Речь Кавабаты всячески подчеркивала оригинальность японской эстетики, ее отличие от западной традиции. Пожалуй, сам выбор Кавабаты для нобелевских лавров отчасти объяснялся бытовавшими в западном обществе мечтаниями об некоей особенности Японии.
Мне не кажется, что проза Кавабаты так уж отлична от всех прочих образцов и непостижима для иностранного читателя (уж во всяком случае, вряд ли она воспринимается труднее, чем проза Оэ), однако писатель волей-неволей был вынужден принять на себя навязанную ему роль — чтобы не разочаровать мировую общественность.

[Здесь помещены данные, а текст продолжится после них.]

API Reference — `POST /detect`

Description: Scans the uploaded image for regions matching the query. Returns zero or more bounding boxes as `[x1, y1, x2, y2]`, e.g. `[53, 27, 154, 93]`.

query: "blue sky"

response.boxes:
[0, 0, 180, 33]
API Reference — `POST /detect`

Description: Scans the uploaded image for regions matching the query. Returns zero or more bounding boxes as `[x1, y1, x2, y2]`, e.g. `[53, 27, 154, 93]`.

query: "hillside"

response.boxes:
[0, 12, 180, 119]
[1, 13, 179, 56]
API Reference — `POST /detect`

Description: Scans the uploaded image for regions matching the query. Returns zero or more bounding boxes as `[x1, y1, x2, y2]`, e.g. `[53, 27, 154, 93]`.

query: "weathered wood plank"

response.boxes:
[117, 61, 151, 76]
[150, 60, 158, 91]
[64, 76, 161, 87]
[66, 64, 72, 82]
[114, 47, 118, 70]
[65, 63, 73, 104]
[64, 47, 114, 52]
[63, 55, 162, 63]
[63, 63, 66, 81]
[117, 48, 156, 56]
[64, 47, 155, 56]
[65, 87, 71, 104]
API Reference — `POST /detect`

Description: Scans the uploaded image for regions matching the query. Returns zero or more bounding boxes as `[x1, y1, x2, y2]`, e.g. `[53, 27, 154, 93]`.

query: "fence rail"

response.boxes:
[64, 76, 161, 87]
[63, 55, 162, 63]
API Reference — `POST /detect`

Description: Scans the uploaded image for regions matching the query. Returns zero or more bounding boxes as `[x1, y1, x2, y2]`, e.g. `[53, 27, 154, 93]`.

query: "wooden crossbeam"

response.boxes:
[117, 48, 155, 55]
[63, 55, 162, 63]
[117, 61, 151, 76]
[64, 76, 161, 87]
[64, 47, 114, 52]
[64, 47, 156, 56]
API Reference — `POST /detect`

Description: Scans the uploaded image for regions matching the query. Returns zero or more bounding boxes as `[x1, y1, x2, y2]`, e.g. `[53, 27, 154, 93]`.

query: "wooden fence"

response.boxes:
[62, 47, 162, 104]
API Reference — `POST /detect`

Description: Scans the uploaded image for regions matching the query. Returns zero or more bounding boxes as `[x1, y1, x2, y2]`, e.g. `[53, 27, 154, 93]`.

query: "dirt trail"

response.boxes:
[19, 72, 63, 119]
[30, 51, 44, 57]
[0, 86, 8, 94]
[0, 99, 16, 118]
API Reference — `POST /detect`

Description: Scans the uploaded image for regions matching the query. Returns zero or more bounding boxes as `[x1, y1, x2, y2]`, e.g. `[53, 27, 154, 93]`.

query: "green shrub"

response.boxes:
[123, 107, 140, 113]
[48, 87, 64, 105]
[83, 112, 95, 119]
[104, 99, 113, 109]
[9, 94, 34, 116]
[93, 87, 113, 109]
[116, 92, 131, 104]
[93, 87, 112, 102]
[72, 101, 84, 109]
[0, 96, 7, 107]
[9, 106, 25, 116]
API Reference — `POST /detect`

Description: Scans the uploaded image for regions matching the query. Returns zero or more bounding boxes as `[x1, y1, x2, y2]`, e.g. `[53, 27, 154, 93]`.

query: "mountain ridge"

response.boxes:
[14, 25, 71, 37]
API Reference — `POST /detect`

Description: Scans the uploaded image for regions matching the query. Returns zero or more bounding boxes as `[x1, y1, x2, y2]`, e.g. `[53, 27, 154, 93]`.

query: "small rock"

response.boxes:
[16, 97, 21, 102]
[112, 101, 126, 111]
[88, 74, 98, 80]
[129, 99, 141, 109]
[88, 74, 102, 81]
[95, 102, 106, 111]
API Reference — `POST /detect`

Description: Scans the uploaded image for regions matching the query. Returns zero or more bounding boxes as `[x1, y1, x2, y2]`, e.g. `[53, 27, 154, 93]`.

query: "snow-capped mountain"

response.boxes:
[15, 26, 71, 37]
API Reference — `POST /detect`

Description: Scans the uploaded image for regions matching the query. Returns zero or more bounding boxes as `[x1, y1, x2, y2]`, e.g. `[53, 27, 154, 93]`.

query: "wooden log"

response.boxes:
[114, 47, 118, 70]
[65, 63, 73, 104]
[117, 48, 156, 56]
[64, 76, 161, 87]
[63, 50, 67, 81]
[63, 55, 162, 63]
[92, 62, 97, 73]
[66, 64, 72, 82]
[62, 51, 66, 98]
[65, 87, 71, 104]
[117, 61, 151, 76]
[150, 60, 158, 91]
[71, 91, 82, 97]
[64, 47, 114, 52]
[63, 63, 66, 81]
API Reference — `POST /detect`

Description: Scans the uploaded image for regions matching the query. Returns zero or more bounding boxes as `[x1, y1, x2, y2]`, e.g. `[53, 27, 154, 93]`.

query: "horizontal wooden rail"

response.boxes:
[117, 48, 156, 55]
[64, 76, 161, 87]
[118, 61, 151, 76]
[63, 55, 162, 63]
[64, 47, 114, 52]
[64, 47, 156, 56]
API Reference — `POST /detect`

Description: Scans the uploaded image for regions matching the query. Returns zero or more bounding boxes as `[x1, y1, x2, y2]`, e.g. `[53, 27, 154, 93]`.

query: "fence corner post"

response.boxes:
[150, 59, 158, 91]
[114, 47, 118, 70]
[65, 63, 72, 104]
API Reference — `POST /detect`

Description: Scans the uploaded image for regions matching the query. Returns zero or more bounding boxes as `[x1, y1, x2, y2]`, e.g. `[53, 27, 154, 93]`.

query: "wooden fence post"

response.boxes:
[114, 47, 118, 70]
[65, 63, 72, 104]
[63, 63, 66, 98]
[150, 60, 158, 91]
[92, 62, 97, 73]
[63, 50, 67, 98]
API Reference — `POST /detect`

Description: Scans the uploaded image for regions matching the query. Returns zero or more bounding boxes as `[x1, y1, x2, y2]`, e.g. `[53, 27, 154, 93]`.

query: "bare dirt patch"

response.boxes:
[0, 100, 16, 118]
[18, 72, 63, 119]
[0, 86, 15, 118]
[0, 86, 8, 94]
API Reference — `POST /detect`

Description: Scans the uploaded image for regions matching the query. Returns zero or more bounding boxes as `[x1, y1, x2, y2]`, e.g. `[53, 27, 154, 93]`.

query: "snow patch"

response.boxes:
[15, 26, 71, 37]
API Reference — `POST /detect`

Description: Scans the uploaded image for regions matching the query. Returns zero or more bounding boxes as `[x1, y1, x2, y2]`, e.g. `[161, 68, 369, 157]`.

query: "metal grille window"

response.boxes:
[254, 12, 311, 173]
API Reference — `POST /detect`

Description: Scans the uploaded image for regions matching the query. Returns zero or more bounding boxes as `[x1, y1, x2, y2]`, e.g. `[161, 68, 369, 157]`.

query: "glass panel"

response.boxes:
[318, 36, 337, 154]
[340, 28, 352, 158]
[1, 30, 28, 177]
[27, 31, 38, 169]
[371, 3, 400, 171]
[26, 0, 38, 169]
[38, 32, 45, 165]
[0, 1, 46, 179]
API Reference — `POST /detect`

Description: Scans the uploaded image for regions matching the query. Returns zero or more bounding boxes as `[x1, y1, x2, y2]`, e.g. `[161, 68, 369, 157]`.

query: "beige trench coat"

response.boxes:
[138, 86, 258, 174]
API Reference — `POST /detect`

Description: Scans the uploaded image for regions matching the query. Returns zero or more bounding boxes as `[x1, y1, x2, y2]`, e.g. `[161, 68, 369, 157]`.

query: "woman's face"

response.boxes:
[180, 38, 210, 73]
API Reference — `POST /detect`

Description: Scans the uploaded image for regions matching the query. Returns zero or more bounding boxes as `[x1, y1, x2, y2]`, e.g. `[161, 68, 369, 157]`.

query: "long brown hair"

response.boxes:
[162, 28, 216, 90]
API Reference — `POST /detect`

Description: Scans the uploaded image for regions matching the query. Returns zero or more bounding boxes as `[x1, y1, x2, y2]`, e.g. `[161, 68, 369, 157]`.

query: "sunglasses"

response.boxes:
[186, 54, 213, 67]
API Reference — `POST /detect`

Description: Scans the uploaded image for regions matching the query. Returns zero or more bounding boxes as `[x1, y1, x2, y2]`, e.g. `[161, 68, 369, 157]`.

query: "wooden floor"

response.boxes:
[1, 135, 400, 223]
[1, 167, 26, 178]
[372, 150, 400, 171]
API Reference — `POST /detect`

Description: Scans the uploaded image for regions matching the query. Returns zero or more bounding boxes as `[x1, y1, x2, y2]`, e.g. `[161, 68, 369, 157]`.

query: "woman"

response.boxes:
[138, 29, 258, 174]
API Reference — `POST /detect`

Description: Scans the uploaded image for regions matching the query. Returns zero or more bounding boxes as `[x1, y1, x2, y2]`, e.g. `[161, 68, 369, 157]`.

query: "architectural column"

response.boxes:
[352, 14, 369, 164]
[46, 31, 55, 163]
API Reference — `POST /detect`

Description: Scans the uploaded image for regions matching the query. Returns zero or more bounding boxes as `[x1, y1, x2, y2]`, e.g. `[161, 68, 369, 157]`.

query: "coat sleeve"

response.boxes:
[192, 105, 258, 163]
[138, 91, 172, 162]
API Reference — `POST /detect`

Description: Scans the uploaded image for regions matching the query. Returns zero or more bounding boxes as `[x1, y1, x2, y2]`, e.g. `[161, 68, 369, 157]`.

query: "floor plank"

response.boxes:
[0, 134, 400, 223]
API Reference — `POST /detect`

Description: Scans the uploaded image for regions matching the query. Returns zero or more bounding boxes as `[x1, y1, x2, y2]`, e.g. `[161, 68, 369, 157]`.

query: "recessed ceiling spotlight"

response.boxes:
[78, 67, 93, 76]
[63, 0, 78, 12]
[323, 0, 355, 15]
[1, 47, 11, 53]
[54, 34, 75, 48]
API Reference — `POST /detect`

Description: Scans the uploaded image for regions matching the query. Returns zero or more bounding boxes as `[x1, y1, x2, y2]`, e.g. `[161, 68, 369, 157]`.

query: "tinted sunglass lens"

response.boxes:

К тому времени, когда настал черед следующего японца получать Нобелевскую премию, наша страна уже сняла рекламный щит оригинальности и непонятности и хотела, чтобы ее литературу воспринимали просто как литературу, безо всяких дополнительных эпитетов. Лекция Кавабаты делала упор на слово «красота», то есть являла собой попытку свести суть Японии к одному-единственному четкому признаку и, солидаризировавшись с этой характеристикой, отгородиться от всего остального мира. А речь Оэ, наоборот, подчеркивала неопределенность, расплывчатость как собственного творчества, так и Японии в целом, что предполагает открытость миру и взаимосвязь с ним. Чтобы продемонстрировать отход от позиции самодовлеющей японскости, лауреату и понадобилось юмористически — даже пародийно — обыграть название лекции своего предшественника.